Editorial, Endocrinol Diabetes Res Vol: 11 Issue: 5
Incretin-Based Therapies: Advances in the Management of Type 2 Diabetes
Dr. Samuel Johnson*
Dept. of Therapeutic Endocrinology, Midwestern Health University, USA
- *Corresponding Author:
- Dr. Samuel Johnson
Dept. of Therapeutic Endocrinology, Midwestern Health University, USA
E-mail: s.johnson@mhu. edu
Received: 01-Oct-2025, Manuscript No. ecdr-26-182693; Editor assigned: 4- Oct -2025, Pre-QC No. ecdr-26-182693 (PQ); Reviewed: 19- Oct -2025, ecdr-26-182693; Revised: 25- Oct -2025, Manuscript No. ecdr-26-182693 (R); Published: 31- Oct -2025, DOI: 10.4172/2324-8777.1000446
Citation: Samuel J (2025) Incretin-Based Therapies: Advances in the Management of Type 2 Diabetes. Endocrinol Diabetes Res 11:446
Introduction
Incretin-based therapies represent a significant advancement in the treatment of type 2 diabetes mellitus (T2DM), targeting the hormonal pathways that regulate postprandial glucose homeostasis. Incretins are gut-derived hormones, primarily glucagon-like peptide-1 (GLP-1) and glucose-dependent insulinotropic polypeptide (GIP), which enhance insulin secretion in a glucose-dependent manner, suppress glucagon release, and slow gastric emptying. These mechanisms make incretin-based therapies highly effective in improving glycemic control while minimizing the risk of hypoglycemia, offering an important alternative to traditional oral antidiabetic agents.
Discussion
Two main classes of incretin-based therapies are currently in clinical use: GLP-1 receptor agonists (GLP-1 RAs) and dipeptidyl peptidase-4 (DPP-4) inhibitors. GLP-1 RAs, such as exenatide and liraglutide, mimic the effects of endogenous GLP-1 by activating GLP-1 receptors on pancreatic beta cells and other tissues. These agents enhance glucose-stimulated insulin secretion, suppress inappropriate glucagon secretion, delay gastric emptying, and promote satiety, often resulting in weight loss. GLP-1 RAs also exhibit cardiovascular benefits, reducing major adverse cardiovascular events in patients with established cardiovascular disease.

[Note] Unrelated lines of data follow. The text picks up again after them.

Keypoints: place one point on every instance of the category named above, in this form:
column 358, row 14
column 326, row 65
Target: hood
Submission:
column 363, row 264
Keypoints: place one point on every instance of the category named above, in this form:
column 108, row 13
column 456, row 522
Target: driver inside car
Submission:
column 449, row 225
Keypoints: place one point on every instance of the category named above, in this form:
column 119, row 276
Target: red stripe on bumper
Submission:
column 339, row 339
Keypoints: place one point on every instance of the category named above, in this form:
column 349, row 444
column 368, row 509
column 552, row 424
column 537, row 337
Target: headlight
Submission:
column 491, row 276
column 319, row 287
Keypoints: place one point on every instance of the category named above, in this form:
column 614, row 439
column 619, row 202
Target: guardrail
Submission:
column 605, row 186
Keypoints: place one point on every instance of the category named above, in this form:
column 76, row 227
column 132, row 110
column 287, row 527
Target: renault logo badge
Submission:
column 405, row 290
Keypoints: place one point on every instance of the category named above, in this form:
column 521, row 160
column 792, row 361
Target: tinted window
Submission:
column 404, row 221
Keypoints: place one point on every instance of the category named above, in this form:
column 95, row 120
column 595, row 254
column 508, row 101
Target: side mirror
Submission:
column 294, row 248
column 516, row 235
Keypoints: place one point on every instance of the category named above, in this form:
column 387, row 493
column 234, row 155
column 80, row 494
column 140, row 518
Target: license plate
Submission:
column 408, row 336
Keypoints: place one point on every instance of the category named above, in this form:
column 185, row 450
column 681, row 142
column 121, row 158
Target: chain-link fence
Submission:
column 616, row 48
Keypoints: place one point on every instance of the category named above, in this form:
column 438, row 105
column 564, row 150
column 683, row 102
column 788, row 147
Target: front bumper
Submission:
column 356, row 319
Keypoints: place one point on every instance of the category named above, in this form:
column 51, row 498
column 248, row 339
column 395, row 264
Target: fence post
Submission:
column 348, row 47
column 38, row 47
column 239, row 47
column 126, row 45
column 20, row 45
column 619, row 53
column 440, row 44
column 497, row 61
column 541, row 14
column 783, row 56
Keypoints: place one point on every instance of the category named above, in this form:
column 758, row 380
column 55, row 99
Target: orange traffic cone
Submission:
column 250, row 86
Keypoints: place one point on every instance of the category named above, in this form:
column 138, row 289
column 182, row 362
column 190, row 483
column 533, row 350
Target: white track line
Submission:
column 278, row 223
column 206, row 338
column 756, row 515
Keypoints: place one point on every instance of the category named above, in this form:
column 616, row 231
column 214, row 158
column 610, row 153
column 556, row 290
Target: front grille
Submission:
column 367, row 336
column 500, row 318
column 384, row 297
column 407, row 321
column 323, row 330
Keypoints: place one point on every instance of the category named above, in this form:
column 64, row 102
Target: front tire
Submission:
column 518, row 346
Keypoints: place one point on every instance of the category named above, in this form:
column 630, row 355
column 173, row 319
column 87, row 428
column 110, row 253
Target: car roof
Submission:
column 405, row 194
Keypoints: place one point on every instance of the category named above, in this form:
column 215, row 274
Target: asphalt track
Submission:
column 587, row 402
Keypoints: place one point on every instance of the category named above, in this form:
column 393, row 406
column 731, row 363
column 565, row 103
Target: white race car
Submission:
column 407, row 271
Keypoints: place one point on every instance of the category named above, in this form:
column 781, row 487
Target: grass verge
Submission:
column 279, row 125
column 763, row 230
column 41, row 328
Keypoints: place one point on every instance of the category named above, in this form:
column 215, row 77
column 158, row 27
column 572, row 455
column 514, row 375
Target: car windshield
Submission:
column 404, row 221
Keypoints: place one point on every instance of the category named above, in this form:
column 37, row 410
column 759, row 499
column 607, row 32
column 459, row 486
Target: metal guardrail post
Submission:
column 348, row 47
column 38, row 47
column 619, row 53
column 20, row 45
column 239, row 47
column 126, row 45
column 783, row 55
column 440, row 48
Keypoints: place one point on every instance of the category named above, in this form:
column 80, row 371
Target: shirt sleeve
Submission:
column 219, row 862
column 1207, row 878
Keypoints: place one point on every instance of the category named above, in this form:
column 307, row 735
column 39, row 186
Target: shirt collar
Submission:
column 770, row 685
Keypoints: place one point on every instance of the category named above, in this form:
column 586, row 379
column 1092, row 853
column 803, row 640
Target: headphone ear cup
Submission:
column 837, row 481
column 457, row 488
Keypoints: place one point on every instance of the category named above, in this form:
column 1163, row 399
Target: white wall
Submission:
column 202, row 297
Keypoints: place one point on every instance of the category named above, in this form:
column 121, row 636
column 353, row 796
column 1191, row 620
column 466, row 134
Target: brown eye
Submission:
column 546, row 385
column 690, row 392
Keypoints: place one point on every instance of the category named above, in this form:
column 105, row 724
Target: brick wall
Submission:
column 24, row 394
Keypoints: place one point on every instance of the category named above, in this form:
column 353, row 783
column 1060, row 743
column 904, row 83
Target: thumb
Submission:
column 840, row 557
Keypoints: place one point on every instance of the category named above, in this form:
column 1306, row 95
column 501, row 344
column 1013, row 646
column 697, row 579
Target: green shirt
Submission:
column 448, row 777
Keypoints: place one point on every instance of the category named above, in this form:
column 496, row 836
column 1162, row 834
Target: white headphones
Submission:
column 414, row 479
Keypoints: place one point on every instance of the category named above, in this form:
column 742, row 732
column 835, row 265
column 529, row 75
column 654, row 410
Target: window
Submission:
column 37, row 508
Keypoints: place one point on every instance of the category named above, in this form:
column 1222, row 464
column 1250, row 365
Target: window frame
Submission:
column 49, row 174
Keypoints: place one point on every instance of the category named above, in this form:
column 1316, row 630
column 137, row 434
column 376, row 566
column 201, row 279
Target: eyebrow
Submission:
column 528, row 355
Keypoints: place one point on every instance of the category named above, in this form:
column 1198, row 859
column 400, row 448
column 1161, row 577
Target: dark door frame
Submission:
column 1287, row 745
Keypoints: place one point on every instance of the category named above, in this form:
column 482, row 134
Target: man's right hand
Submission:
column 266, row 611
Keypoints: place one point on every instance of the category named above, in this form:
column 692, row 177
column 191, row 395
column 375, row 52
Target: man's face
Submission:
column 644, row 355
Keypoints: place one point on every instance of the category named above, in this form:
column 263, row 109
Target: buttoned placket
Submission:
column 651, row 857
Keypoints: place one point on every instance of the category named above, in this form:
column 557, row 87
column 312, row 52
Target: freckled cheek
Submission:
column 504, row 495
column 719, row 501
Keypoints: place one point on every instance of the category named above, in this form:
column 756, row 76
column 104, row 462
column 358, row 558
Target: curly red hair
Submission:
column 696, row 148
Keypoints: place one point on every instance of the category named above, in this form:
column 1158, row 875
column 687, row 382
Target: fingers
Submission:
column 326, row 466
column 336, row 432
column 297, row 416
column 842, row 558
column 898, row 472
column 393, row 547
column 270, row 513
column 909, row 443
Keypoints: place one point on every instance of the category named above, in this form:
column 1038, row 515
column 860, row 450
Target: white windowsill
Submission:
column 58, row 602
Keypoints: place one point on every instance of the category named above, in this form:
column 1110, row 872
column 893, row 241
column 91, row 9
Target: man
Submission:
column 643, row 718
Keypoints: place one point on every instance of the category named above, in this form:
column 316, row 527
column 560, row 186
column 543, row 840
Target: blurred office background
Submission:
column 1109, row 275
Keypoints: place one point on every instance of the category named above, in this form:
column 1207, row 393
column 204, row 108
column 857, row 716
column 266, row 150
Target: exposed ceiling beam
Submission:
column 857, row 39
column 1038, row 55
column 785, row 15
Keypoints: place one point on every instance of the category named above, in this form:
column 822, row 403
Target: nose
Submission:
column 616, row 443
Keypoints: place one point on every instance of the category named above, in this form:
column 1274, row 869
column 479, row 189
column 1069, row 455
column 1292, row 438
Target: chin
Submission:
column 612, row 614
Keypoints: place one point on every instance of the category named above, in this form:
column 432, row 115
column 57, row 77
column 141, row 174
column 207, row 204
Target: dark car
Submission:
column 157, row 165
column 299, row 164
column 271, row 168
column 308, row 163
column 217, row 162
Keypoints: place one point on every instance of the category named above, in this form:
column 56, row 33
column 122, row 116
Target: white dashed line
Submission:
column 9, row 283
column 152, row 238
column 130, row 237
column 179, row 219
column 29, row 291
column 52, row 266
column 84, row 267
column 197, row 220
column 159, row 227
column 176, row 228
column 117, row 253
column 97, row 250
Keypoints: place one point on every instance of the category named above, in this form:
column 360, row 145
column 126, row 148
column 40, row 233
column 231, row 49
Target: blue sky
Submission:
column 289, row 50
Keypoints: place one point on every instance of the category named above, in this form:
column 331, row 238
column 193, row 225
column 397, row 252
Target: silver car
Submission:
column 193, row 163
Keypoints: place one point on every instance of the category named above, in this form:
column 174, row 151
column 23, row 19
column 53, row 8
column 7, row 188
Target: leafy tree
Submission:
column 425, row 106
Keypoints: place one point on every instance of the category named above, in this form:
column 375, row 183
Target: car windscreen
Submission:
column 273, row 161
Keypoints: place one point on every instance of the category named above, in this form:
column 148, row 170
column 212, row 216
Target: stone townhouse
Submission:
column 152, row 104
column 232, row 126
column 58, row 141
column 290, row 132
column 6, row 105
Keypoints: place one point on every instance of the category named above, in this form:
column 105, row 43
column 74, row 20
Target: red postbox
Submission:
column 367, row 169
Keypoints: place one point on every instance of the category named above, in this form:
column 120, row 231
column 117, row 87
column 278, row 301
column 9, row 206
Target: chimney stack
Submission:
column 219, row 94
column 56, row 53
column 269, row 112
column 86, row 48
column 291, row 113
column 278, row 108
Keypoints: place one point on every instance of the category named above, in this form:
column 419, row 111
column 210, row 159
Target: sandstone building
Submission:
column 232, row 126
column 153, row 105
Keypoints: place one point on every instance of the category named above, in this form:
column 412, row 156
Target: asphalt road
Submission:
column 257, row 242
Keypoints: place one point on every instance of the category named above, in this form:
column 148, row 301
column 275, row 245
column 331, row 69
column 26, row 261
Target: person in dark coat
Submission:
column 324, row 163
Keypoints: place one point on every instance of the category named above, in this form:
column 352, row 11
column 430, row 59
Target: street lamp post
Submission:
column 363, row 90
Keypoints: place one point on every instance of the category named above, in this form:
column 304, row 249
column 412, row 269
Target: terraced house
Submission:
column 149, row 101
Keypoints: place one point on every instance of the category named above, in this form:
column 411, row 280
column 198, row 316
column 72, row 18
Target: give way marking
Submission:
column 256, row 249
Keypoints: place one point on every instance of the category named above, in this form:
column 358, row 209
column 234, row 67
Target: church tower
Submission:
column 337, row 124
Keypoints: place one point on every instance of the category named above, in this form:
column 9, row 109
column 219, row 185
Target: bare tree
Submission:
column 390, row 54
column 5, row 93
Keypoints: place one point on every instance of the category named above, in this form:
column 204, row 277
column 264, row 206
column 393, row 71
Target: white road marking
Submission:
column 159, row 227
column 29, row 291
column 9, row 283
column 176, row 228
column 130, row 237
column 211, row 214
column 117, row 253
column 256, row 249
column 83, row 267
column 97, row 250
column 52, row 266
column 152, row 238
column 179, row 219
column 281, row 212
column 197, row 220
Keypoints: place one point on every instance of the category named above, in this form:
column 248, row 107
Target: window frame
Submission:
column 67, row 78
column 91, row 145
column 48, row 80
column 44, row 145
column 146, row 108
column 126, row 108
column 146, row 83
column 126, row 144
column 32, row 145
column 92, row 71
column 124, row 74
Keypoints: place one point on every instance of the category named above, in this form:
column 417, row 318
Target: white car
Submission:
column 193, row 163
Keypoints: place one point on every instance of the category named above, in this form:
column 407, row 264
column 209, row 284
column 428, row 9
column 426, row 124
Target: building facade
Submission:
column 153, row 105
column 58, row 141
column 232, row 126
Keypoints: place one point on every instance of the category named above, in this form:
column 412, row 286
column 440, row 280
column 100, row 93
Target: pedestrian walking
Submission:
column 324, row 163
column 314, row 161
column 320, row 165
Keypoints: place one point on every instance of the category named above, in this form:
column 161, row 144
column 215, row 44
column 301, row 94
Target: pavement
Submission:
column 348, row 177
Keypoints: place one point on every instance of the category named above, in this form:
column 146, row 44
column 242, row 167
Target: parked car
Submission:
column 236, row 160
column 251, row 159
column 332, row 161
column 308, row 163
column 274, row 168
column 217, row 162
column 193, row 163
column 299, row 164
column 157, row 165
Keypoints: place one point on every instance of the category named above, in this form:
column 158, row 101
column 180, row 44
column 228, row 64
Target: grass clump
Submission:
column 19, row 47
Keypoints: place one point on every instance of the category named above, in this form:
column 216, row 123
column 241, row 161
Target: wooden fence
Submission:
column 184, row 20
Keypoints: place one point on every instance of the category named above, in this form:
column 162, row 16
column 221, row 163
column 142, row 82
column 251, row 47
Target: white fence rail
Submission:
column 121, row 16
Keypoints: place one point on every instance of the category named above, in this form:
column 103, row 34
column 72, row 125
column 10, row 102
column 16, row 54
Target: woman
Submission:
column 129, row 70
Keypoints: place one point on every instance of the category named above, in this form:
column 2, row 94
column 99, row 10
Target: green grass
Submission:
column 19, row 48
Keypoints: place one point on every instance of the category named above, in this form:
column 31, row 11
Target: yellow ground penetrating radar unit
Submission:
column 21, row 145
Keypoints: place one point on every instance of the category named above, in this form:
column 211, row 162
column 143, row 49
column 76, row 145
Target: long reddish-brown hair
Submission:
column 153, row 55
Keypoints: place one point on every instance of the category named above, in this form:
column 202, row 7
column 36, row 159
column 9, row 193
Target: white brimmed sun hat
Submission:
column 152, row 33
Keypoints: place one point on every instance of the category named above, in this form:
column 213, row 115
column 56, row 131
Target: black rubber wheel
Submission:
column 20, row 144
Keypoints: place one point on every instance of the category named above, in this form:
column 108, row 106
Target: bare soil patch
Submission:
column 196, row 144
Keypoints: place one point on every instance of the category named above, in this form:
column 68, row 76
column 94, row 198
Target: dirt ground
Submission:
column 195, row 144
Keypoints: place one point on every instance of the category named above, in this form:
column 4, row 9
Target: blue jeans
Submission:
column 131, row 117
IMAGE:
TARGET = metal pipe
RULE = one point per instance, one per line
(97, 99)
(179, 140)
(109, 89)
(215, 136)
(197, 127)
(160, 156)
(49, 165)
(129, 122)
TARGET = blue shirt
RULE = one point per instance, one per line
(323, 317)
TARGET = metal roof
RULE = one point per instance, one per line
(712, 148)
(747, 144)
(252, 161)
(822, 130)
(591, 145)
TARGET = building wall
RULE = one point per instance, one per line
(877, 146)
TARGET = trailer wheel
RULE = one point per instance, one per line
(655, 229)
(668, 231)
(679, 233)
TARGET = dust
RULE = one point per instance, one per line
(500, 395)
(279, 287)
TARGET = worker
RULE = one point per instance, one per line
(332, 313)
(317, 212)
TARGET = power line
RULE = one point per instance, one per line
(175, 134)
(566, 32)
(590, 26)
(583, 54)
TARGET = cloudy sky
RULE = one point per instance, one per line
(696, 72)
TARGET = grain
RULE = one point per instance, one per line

DPP-4 inhibitors, including sitagliptin and linagliptin, act by inhibiting the enzyme dipeptidyl peptidase-4, which rapidly degrades endogenous GLP-1 and GIP. By prolonging the half-life of these incretin hormones, DPP-4 inhibitors improve postprandial insulin secretion and reduce glucagon levels without causing significant weight change. They are generally well-tolerated and have a low risk of hypoglycemia, making them suitable for combination therapy with other antidiabetic agents.
Incretin-based therapies are particularly advantageous in patients with obesity, cardiovascular risk, or renal impairment. They provide dual benefits of glycemic control and weight management, while also offering organ-protective effects. However, these therapies are not without limitations. GLP-1 receptor agonists may cause gastrointestinal side effects such as nausea and vomiting, and their injectable route can limit adherence. DPP-4 inhibitors are generally less potent in glycemic reduction compared to GLP-1 RAs, and long-term data on rare adverse effects continue to be monitored.
Conclusion
Incretin-based therapies represent a paradigm shift in the management of type 2 diabetes, targeting physiological mechanisms to improve glucose homeostasis while minimizing hypoglycemia. GLP-1 receptor agonists and DPP-4 inhibitors offer distinct but complementary benefits, including improved insulin secretion, glucagon suppression, weight reduction, and cardiovascular protection. As research continues, these therapies hold promise for personalized diabetes management, optimizing treatment efficacy and safety while addressing comorbid metabolic and cardiovascular risks.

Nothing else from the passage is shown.